Neale found his liking for the gentle, troubled old man enough for him to say truthfully, "Mr. Welles, I don't mind talking to you about it. Sure, yes I can understand how having a minister put it that way. . . . Lord! How the old boy does spill over! And yet why should I care? I'm ashamed of letting harmless Mr. Bayweather get on my nerves so."
Mr. Welles started to speak, found no words, and waved an arm as if to imply that he understood perfectly. This made Neale laugh a little, and gave him a picture of the helplessness of a newcomer to Ashley, before the flood-tide of Mr. Bayweather's local learning.
He went on, "He sort of taints an honest idea, doesn't he, by his high-falutin' way of going on about it?"
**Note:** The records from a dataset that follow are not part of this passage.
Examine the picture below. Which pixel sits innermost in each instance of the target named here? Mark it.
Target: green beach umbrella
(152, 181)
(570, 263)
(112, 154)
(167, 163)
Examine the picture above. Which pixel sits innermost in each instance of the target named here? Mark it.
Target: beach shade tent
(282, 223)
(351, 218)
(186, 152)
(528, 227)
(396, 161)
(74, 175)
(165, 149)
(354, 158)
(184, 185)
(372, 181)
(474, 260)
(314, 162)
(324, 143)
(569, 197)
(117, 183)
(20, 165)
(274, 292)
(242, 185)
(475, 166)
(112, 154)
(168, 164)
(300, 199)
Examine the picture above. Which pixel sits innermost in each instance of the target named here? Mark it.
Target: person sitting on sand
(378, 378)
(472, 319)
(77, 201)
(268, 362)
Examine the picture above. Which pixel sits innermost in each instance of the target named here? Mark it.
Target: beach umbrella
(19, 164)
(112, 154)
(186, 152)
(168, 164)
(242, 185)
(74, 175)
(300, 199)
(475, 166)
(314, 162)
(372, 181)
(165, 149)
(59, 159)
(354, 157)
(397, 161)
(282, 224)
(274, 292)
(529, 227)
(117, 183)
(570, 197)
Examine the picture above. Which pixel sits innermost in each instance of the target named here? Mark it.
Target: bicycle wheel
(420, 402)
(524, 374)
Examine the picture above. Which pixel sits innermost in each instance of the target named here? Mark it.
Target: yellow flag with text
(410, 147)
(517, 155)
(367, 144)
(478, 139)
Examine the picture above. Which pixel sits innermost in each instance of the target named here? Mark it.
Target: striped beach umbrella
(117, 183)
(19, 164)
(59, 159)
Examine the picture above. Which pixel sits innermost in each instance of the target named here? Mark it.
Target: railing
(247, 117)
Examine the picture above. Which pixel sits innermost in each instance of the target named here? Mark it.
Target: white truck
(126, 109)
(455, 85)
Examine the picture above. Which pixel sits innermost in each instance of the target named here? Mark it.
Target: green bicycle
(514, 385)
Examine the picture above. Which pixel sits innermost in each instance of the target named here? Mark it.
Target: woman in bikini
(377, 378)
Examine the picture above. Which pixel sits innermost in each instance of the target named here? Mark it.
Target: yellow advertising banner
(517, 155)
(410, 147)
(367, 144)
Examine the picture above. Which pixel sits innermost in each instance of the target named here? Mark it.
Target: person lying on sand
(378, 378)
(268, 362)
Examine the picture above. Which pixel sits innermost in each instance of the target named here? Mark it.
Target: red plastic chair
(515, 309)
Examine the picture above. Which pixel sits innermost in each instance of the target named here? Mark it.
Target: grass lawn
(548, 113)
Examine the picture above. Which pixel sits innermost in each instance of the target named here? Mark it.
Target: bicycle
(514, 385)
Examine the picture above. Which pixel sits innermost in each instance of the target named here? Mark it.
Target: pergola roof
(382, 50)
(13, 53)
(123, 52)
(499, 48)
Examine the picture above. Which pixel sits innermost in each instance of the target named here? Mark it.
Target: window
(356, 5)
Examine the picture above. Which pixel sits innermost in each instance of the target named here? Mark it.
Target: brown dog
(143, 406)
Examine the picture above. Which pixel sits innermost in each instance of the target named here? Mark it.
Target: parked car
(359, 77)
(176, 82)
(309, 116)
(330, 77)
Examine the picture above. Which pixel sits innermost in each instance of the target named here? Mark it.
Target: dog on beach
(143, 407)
He hesitated, trying to think of simple words to sum up what he had, after all, never exactly formulated because it had been so much an attitude he and Marise had silently grown into. It was hard, he found, to hit on any expression that said what he wanted to; but after all, it wasn't so very important whether he did or not. He was only trying to make a nice tired old man think himself enough respected to be seriously talked to. He'd just ramble on, till Marise brought the other visitors up to them.
And yet as he talked, he got rather interested in his statement of it. A comparison of baseball and tennis ethics came into his mind as apposite, and quite tickled him by its aptness. Mr. Welles threw in an occasional remark. He was no man's fool, it soon appeared, for all his mildness. And for a time he seemed to be interested.
But presently Neale noticed that the other was looking absent and no longer made any comments. That was what happened, Neale reflected with an inward smile, as he slowed down and prepared to stop, when anybody succeeded in getting you started on your hobby. They were bored. They didn't really want to know after all. It was like trying to tell folks about your travels.
But he was astonished to the limit of astonishment by what Mr. Welles brought out in the silence which finally dropped between them. The old man looked at him very hard and asked, "Mr. Crittenden, do you know anything about the treatment of the Negroes in the South?"
Neale sat up blinking. "Why no, nothing special, except that it's a fearful knot we don't seem to get untied," he said. "I contribute to the support of an agricultural school in Georgia, but I'm afraid I never take much time to read the reports they send me. Why do you ask?"
"Oh, no particular reason. I have a relative down there, that's all."